Homeostatic Epithelial Renewal in the Gut Is Required for Dampening a Fatal Systemic Wound Response in Drosophila
Asuka Takeishi,
Erina Kuranaga,
Ayako Tonoki,
Kazuyo Misaki,
Shigenobu Yonemura,
Hirotaka Kanuka,
Masayuki Miura
Affiliations
Asuka Takeishi
Department of Genetics, Graduate School of Pharmaceutical Sciences, The University of Tokyo, and Core Research for Evolutional Science and Technology, Japan Science and Technology Agency, Tokyo, 113-0033, Japan
Erina Kuranaga
Laboratory for Histogenetic Dynamics, RIKEN Center for Developmental Biology, Kobe, 650-0047, Japan
Ayako Tonoki
Department of Biochemistry, Graduate School of Pharmaceutical Sciences, Chiba University, Chuo-ku, Chiba, 260-8675, Japan
Kazuyo Misaki
Electron Microscope Laboratory, RIKEN Center for Developmental Biology, Kobe, 650-0047, Japan
Shigenobu Yonemura
Electron Microscope Laboratory, RIKEN Center for Developmental Biology, Kobe, 650-0047, Japan
Hirotaka Kanuka
Department of Tropical Medicine, Jikei University School of Medicine, Tokyo, 105-8461, Japan
Masayuki Miura
Department of Genetics, Graduate School of Pharmaceutical Sciences, The University of Tokyo, and Core Research for Evolutional Science and Technology, Japan Science and Technology Agency, Tokyo, 113-0033, Japan
Effective defense responses involve the entire organism.
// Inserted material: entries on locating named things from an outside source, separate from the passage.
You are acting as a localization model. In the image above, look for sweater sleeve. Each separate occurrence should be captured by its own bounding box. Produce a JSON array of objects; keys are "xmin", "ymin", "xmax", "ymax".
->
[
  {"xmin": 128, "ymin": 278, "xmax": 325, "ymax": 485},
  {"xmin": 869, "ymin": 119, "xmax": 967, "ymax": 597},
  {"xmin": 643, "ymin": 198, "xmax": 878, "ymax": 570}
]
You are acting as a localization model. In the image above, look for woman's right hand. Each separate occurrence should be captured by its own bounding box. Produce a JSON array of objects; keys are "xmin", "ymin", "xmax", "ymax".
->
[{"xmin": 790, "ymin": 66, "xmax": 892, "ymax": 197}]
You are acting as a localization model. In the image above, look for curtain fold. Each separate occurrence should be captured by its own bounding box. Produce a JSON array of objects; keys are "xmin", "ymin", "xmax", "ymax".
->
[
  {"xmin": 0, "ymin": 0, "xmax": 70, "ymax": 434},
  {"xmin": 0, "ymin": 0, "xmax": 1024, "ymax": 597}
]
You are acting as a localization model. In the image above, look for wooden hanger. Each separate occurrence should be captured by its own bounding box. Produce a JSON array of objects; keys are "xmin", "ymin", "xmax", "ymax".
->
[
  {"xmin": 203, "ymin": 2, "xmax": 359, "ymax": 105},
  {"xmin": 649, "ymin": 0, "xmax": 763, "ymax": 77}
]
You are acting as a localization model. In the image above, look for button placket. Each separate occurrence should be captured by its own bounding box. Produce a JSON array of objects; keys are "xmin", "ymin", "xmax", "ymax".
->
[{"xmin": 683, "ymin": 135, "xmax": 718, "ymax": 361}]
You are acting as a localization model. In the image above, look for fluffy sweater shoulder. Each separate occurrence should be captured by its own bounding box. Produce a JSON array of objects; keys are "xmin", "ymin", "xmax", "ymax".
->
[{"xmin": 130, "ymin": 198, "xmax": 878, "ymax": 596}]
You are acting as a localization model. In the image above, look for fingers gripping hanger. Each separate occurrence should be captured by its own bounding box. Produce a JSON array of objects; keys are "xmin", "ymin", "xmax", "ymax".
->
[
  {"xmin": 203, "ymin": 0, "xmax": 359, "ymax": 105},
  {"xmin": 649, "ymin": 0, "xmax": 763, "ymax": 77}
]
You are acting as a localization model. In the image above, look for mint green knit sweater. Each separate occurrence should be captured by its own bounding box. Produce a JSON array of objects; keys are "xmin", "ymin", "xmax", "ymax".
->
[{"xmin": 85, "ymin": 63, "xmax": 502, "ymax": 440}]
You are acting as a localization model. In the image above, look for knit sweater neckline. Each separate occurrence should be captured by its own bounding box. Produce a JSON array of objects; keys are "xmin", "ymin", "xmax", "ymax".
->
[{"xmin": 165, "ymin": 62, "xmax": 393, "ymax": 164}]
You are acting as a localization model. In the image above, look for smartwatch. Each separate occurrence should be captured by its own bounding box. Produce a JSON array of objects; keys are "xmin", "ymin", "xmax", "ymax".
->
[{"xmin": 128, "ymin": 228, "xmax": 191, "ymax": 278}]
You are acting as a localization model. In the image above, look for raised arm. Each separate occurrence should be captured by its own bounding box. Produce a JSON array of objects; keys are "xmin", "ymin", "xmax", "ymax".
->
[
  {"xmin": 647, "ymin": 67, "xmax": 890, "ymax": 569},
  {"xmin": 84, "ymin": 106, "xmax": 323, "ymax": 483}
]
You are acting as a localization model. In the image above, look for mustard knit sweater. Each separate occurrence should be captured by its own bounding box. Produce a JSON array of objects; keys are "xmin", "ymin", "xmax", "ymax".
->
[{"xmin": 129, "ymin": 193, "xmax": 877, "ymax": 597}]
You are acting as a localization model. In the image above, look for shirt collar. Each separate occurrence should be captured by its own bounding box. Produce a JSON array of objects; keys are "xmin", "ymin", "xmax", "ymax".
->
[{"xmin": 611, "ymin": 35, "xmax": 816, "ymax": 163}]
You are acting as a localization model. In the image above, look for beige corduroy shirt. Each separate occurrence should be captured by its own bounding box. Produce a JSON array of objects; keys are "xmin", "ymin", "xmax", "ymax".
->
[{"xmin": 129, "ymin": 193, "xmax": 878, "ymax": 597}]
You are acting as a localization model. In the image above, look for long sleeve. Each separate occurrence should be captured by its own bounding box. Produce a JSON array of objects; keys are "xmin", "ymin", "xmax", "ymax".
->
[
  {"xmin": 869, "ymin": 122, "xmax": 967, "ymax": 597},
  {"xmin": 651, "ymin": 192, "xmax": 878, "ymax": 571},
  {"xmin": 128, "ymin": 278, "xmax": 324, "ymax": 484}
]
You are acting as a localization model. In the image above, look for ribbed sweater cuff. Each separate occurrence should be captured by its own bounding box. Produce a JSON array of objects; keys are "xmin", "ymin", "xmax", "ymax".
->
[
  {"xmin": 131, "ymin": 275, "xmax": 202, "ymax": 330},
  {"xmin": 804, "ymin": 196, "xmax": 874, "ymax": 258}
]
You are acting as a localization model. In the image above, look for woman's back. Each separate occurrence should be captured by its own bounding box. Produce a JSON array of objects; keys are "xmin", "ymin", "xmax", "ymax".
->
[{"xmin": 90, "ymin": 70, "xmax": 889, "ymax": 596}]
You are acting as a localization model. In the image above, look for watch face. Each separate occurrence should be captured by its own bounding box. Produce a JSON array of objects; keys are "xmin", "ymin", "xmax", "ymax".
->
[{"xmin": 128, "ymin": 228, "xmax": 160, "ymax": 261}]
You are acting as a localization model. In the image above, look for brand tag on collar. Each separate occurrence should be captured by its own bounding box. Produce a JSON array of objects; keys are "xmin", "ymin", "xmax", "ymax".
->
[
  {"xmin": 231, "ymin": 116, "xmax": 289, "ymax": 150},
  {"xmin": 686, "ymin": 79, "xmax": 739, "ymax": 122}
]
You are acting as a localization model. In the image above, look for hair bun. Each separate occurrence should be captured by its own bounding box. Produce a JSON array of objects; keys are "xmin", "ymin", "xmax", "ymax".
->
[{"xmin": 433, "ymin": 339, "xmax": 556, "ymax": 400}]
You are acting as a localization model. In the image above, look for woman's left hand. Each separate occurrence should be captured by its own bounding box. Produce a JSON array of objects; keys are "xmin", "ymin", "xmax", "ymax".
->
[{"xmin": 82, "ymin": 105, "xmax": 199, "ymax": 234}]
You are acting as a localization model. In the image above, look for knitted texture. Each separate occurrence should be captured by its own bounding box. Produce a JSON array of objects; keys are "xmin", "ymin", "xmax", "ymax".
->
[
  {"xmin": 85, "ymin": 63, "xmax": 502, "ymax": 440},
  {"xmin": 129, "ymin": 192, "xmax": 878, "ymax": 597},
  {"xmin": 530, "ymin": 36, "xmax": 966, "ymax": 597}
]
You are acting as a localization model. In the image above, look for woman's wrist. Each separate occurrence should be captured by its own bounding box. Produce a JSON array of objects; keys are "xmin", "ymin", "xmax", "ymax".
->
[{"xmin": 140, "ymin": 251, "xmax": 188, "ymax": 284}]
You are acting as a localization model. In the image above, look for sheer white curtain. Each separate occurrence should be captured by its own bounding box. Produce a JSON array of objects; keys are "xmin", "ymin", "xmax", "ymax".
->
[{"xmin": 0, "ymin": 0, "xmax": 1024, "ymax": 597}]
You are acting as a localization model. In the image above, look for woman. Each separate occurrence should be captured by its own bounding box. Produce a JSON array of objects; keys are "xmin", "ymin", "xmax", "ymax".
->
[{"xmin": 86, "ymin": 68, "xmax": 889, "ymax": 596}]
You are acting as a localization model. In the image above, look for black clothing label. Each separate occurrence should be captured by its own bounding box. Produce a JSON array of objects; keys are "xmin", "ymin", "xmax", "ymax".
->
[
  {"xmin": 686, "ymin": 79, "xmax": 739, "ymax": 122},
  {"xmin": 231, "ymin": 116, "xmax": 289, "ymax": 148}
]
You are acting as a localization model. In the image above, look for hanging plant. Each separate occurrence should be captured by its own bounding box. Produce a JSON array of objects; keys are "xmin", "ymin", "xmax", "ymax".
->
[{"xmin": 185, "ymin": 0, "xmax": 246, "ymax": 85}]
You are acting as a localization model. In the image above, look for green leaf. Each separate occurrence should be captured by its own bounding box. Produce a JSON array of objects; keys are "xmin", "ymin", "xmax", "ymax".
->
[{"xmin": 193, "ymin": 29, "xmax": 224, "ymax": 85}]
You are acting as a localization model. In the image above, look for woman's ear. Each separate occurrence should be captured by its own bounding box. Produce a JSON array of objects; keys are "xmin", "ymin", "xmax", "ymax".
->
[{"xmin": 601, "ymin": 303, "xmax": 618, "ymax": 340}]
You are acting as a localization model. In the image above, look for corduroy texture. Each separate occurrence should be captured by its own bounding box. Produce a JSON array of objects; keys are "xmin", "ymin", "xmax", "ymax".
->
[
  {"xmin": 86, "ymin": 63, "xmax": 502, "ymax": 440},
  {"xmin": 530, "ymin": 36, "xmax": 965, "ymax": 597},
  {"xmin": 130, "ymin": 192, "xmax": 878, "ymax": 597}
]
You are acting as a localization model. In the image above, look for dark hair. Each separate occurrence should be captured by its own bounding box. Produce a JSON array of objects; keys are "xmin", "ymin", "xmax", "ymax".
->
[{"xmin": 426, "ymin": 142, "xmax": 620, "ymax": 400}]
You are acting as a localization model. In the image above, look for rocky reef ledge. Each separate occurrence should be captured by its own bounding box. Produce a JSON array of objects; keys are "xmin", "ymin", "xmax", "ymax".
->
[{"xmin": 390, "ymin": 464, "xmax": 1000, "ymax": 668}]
To maintain body homeostasis after tissue damage, a systemic wound response is induced in which the response of each tissue is tightly orchestrated to avoid incomplete recovery or an excessive, damaging response. Here, we provide evidence that in the systemic response to wounding, an apoptotic caspase pathway is activated downstream of reactive oxygen species in the midgut enterocytes (ECs), cells distant from the wound site, in Drosophila. We show that a caspase-pathway mutant has defects in homeostatic gut cell renewal and that inhibiting caspase activity in fly ECs results in the production of systemic lethal factors after wounding. Our results indicate that wounding remotely controls caspase activity in ECs, which activates the tissue stem cell regeneration pathway in the gut to dampen the dangerous systemic wound reaction.